Ce sous-système – a interdit la « particule supplémentaire » – ne joue aucun rôle lorsque le cadre est classique, mais il devient important lorsque le cadre est dans un état quantique, en particulier pour garantir que les transformations entre différentes perspectives sont réversibles.

« Dans le cas où le cadre de référence est dans un état classique, la particule supplémentaire ne porte aucune information et peut être ignorée, ce qui peut expliquer pourquoi il est négligé dans notre cadre quantique habituel », explique Castro-Ruiz. « Ce qui est surprenant, c'est que notre cadre de référence soit dans un état classique ou dans une superposition quantique peut être déterminée en interne en mesurant la particule supplémentaire, c'est donc une propriété qui est indépendante du cadre externe, contrairement à ce qui était auparavant cru. »

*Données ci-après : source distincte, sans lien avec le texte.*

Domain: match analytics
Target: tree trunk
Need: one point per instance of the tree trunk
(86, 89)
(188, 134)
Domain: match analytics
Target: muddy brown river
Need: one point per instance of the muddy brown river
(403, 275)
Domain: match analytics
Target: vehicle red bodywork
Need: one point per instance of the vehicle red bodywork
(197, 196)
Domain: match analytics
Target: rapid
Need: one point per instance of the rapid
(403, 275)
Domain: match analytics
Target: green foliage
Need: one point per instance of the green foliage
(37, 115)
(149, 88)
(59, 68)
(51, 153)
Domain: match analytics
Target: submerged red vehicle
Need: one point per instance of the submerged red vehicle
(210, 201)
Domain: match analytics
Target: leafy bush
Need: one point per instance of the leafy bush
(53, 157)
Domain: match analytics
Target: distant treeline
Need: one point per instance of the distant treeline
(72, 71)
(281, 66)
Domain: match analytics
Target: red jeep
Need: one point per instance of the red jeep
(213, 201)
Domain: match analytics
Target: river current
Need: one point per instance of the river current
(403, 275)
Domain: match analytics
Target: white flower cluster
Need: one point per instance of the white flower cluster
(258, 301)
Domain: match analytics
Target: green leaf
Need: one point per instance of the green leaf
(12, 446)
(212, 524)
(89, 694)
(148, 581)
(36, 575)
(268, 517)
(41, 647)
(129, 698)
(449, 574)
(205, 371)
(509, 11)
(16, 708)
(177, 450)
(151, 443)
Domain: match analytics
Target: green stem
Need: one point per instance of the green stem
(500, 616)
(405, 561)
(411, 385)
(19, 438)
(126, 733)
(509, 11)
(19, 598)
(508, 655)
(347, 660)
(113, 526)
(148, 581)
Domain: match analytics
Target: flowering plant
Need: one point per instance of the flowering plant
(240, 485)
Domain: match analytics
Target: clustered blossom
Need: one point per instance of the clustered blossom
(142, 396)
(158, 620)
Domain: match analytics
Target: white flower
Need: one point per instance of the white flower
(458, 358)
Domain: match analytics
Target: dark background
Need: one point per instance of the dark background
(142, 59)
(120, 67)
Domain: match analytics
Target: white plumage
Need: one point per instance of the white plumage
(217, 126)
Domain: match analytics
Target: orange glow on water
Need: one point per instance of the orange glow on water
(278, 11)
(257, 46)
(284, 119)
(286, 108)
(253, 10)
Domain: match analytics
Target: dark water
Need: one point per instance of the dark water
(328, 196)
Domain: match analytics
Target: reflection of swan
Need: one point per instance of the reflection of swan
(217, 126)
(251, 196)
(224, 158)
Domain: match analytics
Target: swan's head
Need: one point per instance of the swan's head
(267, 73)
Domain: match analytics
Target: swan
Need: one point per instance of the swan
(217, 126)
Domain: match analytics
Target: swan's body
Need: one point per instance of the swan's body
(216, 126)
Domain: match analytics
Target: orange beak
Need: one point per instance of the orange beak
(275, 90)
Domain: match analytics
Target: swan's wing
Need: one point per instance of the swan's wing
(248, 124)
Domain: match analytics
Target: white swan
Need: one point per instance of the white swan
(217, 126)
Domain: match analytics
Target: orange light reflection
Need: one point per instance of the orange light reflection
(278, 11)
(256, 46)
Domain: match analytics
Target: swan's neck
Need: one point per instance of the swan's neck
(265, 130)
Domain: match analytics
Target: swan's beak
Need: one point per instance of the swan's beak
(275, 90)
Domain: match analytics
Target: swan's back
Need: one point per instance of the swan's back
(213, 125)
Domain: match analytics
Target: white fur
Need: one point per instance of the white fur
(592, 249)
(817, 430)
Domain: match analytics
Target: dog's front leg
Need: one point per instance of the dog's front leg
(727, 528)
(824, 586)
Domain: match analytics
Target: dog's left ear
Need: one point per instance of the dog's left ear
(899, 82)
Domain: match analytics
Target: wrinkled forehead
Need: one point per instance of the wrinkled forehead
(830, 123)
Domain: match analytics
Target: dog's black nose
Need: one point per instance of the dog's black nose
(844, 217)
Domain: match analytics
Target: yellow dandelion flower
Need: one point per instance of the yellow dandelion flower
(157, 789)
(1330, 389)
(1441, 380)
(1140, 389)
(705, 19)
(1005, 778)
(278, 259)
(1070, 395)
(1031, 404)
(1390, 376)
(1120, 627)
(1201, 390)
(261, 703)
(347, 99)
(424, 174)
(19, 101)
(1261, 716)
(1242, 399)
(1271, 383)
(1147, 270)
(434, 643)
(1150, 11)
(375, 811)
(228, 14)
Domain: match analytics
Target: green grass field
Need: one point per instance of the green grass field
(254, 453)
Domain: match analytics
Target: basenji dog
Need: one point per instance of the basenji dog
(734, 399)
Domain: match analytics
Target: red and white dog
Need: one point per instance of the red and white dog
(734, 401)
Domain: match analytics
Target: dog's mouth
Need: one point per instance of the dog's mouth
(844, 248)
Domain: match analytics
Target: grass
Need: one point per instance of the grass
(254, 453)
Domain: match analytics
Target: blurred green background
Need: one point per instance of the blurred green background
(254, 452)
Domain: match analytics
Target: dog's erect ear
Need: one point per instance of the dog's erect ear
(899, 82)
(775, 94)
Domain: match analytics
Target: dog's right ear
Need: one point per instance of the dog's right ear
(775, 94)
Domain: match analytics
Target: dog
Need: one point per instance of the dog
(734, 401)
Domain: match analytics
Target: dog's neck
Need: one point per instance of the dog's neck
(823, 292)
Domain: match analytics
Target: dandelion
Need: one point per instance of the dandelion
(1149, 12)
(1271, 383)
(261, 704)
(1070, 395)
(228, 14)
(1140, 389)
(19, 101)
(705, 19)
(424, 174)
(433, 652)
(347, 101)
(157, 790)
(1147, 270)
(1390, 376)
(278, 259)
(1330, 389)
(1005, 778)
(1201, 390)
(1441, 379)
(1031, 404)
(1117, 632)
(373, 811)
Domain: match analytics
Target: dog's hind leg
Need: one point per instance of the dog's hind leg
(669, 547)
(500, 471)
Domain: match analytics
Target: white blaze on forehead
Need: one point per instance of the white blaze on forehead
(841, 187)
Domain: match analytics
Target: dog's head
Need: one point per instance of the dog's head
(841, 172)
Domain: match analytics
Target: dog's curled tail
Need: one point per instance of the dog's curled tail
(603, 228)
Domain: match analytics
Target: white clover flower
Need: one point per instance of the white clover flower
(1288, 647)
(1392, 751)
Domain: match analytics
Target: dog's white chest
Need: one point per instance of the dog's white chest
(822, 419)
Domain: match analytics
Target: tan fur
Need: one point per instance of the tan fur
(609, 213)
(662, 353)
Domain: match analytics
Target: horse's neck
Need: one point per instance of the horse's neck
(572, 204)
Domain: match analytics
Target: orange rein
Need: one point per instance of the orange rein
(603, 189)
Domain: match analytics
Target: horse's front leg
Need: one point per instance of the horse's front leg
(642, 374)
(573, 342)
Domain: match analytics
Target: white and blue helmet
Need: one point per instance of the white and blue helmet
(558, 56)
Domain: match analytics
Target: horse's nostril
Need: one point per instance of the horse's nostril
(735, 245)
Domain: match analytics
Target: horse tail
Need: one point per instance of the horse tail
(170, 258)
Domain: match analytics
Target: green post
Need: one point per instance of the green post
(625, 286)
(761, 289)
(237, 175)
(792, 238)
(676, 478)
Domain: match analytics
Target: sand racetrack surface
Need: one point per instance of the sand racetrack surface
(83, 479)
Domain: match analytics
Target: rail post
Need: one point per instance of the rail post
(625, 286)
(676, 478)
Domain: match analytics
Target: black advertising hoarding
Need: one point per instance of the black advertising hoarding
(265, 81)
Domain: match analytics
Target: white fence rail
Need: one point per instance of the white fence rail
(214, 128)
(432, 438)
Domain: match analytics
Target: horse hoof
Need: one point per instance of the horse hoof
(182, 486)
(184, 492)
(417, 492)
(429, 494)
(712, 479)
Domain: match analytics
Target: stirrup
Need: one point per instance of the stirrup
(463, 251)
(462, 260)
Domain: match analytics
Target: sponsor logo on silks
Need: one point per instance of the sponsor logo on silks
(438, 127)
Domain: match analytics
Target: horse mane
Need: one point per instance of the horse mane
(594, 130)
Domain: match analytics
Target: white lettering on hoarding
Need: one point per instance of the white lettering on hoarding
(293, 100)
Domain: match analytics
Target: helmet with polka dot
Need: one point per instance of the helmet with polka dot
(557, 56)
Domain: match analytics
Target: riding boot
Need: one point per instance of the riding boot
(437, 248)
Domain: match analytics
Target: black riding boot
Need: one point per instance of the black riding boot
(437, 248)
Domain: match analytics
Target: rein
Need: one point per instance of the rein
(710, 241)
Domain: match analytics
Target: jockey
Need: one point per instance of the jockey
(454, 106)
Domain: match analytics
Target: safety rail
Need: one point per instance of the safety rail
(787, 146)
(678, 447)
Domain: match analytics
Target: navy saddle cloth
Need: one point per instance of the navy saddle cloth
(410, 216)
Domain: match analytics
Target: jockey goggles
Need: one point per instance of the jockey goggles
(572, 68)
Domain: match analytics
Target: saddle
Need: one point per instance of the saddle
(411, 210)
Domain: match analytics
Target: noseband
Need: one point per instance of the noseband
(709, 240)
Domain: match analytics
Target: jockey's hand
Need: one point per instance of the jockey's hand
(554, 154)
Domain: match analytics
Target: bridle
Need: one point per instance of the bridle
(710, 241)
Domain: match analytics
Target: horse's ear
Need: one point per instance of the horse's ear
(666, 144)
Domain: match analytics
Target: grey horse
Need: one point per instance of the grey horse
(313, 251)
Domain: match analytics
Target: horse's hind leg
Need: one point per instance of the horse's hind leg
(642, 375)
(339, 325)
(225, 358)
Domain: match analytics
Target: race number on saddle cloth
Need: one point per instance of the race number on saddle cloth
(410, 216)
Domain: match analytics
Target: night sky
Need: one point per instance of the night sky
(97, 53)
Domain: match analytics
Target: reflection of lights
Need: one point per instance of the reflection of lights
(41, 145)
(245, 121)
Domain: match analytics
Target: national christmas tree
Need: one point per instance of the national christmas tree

« Ce que je trouve remarquable, c'est la simplicité de notre solution. Notre cadre ne fait aucune hypothèse – il est dérivé de la perspective d'un cadre de référence d'arrière-plan en utilisant uniquement des outils mécaniques quantiques standard, mais les résultats sont indépendants du cadre externe et applicable également dans les cas où un tel cadre n'existe pas », souligne Oreshkov.

Le nouveau cadre jette les bases d'une compréhension relationnelle plus profonde du rôle des trames de référence dans la théorie quantique, avec des applications potentielles pour évaluer la théorie et la gravité.